Responsável por alguns dos longas-metragens mais icônicos dos últimos 35 anos – Blade Runner: O Caçador de Androides, Gladiador, Thelma & Louise, Falcão Negro em Perigo, e a lista segue –, o cineasta britânico Ridley Scott jamais dirigiu uma continuação. Prometheus (estreia em 15 de junho), baseado no universo da franquia Alien, talvez seja o mais próximo disso. Apesar de uma notável abordagem de cunho filosófico, o filme remonta à ambientação sufocante e à imprevisibilidade ansiosa de thrillers espaciais aos moldes de Alien, O Oitavo Passageiro (1979) – até hoje, aliás, considerada a grande obra-prima de Scott. Prometheus conta a saga de uma equipe de exploradores que embarca em uma longa jornada na busca por respostas sobre as origens extraterrestres da humanidade.

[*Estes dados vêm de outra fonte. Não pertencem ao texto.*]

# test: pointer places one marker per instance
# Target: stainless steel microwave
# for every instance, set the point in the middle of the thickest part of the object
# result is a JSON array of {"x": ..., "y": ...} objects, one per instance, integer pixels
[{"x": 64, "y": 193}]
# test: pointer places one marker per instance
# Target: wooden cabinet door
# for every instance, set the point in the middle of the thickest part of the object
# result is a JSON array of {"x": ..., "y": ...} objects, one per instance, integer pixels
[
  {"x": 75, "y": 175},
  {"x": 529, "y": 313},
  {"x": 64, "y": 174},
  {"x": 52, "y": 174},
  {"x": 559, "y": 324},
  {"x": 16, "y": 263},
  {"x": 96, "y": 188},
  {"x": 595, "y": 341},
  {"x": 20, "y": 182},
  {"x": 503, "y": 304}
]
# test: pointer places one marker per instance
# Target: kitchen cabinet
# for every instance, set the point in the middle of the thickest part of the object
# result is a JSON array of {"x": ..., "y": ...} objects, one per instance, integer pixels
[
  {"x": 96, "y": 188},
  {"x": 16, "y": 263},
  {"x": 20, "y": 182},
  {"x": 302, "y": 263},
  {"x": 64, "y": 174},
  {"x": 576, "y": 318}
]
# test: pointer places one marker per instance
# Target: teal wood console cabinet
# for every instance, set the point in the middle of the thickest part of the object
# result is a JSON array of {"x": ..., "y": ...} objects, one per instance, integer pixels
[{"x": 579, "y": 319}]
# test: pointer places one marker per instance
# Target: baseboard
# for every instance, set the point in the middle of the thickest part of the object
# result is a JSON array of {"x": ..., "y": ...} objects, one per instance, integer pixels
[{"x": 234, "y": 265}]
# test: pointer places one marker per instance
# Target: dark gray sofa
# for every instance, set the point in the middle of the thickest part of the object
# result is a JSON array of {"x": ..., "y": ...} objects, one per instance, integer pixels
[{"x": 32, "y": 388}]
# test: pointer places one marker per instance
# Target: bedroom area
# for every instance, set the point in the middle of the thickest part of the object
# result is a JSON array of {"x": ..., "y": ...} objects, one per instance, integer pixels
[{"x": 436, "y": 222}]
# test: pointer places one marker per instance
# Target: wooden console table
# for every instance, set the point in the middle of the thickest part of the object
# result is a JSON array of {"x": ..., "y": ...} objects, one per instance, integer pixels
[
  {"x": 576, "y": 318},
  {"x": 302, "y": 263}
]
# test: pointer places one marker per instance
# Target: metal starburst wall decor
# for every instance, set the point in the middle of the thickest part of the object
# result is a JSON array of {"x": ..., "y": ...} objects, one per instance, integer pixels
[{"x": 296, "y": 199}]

É Ridley Scott até a medula – a precisão de detalhes, as imagens exuberantes, o clima pessimista, a sensação de que uma tragédia é iminente. Prestes a completar 75 anos, o diretor ainda tem munição para mais um projeto polêmico: uma investida na franquia Blade Runner. “Será em um universo diferente, mas ainda sob a bandeira Blade Runner”, revela.

Como descrever Prometheus para alguém que jamais assistiu a um de seus filmes?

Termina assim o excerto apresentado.